To kill any suspense for you readers out there, River Falls did get in and played Bethel on Wednesday night. If you missed that announcement, you should move out from under that rock you’re living under. The winner of that game will go on to play St. Norbert on Saturday night in DePere, Wis. Those three sentences sum up the entire Western bracket.
The western division of D III hockey got screwed in this scenario and the two teams that are feeling the direct effects are UW-Stout and UW-Superior.
The NCHA was no pushover conference this season as even the fifth seed St. Scholastica Saints were able to get into the Peters Cup championship game. The league was one of the toughest in the country in my opinion. I had seen all 8 teams play and no game was a safe bet. The top four teams in the division sat near the top of the USCHO.com D III Poll most of the season and only three teams, two from the NCHA got in.
Let me be the first to send out my condolences to Stout and Superior by saying they were both screwed. Stout led the NCHA for most of the season until losing the last three games to Superior and River Falls. The team played very well all season long, but apparently being ranked second with three weeks left in your season isn’t good enough to get a tournament bid. Not to mention the Blue Devils had the same record as the Falcons did (21-5-2). The final weekend sweep by the Falcons definitely proved to be the reason why we made the tournament and they didn’t.
Then there’s Superior that went into its playoff series versus St.
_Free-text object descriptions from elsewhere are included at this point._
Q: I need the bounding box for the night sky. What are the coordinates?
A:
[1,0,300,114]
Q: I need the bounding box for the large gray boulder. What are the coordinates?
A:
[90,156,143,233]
Scholastica with a 50-0-1 record in the last 17 years against the Saints.
The end result was a shocking set of losses on Saturday night when the team blew a late 3-0 lead in the third period and a late penalty shot let the Saints come here and knock off the Falcons.
Superior finished with a 20-win season and the fourth best record in the stacked NCHA. Oh yeah, in previous years, teams that were located in the eastern region and hosting the Frozen Four got the nod over more deserving teams. This year’s Frozen Four will be held in Superior.
So with this simple formula, three teams are going to go to the Frozen Four in the east and one team from the west. The NCAA needs to look at these tournament resumes more carefully and not have their compass point toward the East.
Remember, last year the Falcons had a solid team, but a first round sweep by Stout wound up costing them a tournament berth. The reaction by the Falcons was that of ‘What more do we have to do to get into the tournament?’ That battle cry is being heard in Menomonie and Superior as we speak.
Chris Schad is a student at UW-River Falls.